As a banker, though our industry has often benefitted from it, I have held the view for the past at least two decades that banking, as a business, is running on excessive leverage and has been poorly capitalized. It was thought banks could handle leverage prudently. Sadly, they cannot.
In any other business, a bank’s balance sheet would not merit even half the debt it is allowed to carry---and I am talking about US’s best and biggest banks. Long before the current financial crisis, the government should have done one of two things---mandated that banks should not be leveraged this irresponsibly, or forced them to have stronger capital base.
To prove my point with some stark facts: one of world’s largest and “stable” banks, Bank of America at Dec 31, ’08 had total interest bearing debt of $1.5 trillion. Their total equity: $178 billion. Which means their equity is only 11.8%. Which means for every dollar of their own, they borrowed more than eight dollars---from their depositors, from government and other banks.

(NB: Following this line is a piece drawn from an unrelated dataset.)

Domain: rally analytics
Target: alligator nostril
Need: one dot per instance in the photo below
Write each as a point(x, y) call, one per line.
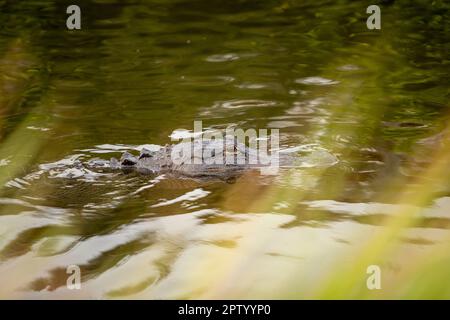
point(128, 162)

By comparison, IBM had interest bearing debt of $33 billion and equity of $13 billion---a healthy ratio of 39% equity.
We routinely demand from businesses that they must have minimum equity of 25-30%. Heck, if the poor homeowner did not put down 20% of the purchase price as equity, he had to take out expensive insurance against mortgage default. And yet, carelessly, the government has permitted for years for banks to be undercapitalized. No wonder banks, no longer trusting, have stopped lending to each other. Their depositors now trust them even less.
I hope this is a wake up call---the long term solution for banks to be healthy is not more regulation or tax-payer hand outs but simply, a stronger balance sheet—one that has at least a 20 to 25% equity ratio. Even if banks have to get there by accepting US government as a partner.